The fight between Microsoft Inc. (NASDAQ: MSFT) and the federal government over the privacy of digital data has reached new heights. At the heart of the matter is whether the company can be compelled to turn over emails stored on overseas servers. Both sides are now making their arguments before the Supreme Court.
In 2013, federal agents served a search warrant on Microsoft’s headquarters in Redmond, Washington for the contents of a cloud customer’s email data. They claimed the data was related to a narcotics investigation. Because the emails were stored on the company’s servers in Dublin, Ireland, Microsoft refused and said the U.S. should work with Irish authorities on the matter.
The case will have a far-reaching impact on the privacy of digital data. A win for Microsoft could create places where governments would be unable to obtain evidence of serious crimes. A victory for the government would allow any country to seek data stored anywhere in the world.
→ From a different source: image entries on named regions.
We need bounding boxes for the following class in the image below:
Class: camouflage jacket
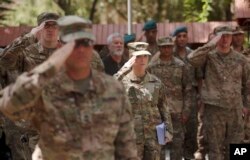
[119,71,173,143]
[147,44,159,56]
[173,47,203,87]
[148,57,192,115]
[188,45,250,109]
[0,71,137,160]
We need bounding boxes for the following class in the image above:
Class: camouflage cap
[132,51,151,56]
[37,12,60,26]
[57,16,95,42]
[157,36,174,46]
[233,26,245,34]
[142,20,157,31]
[128,42,148,52]
[123,33,135,44]
[214,25,233,35]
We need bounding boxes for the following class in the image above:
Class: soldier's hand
[165,131,173,144]
[11,72,40,105]
[181,114,188,124]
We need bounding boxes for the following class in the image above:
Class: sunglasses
[75,39,94,48]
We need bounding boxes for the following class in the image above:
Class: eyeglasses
[44,23,58,29]
[75,39,94,48]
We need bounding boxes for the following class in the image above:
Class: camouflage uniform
[149,38,192,160]
[117,71,172,160]
[0,13,59,160]
[174,47,203,159]
[242,49,250,143]
[0,25,37,160]
[188,34,250,160]
[147,44,159,55]
[0,71,137,160]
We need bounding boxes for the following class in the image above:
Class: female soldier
[116,42,172,160]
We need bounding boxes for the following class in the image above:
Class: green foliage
[0,0,234,25]
[184,0,212,22]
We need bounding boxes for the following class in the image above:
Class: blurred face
[133,55,148,70]
[159,45,174,57]
[217,34,232,49]
[66,39,93,70]
[175,32,188,47]
[145,29,157,43]
[232,33,245,47]
[109,37,124,56]
[41,21,59,42]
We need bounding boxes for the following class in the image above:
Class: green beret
[57,16,95,42]
[214,25,233,35]
[143,20,157,31]
[172,26,187,37]
[123,33,135,44]
[37,12,60,26]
Microsoft argued before the Supreme Court that search warrants issued in the U.S. have no effect beyond U.S. borders. The company has also said that giving up information stored in other countries would make those countries hesitant to trust U.S. data providers if their own privacy laws were not respected. The company has more than 100 data centers in 40 countries and is not eager to lose any of its foreign customers.
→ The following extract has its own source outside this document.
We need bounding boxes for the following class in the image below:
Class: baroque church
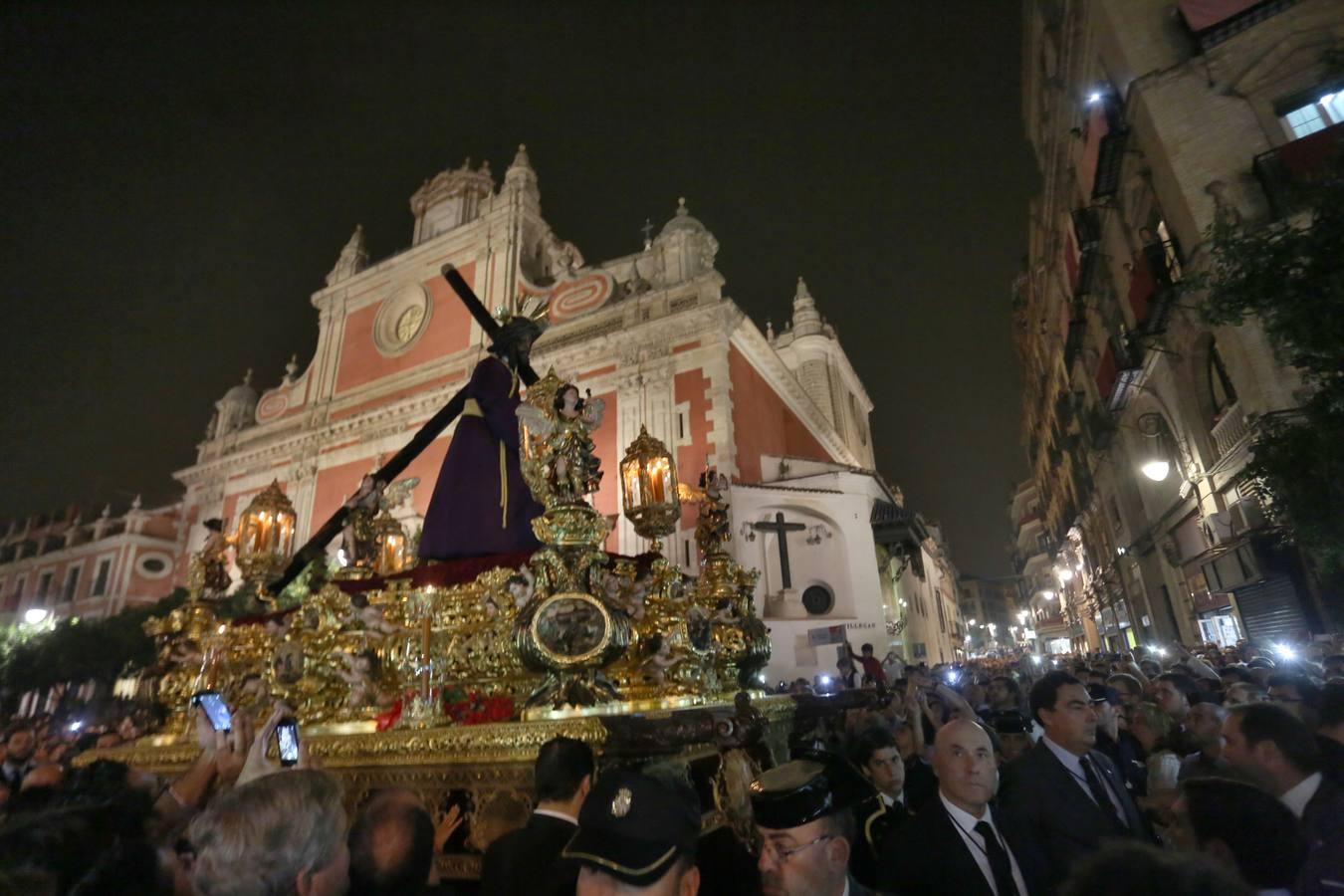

The digital privacy law now on the books was passed in 1986. The current Stored Communications Act, part of the Electronic Communications Privacy Act, does not explicitly address if the law applies overseas. Microsoft says the law needs to be updated to reflect that technology has advanced significantly since the law was created.
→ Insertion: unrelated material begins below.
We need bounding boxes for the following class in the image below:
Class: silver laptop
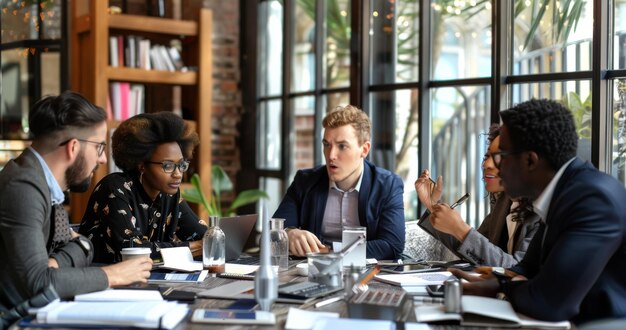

A recently introduced law, called the Cloud Act, would amend the Stored Communications Act and set out a process for how to deal with law enforcement requests for customer data stored internationally. The request would be deemed legitimate if the customer it pertained to was a resident of the U.S. and it did not breach the laws of the foreign country. The provider could challenge the request if it believed it was illegal under a foreign government’s laws.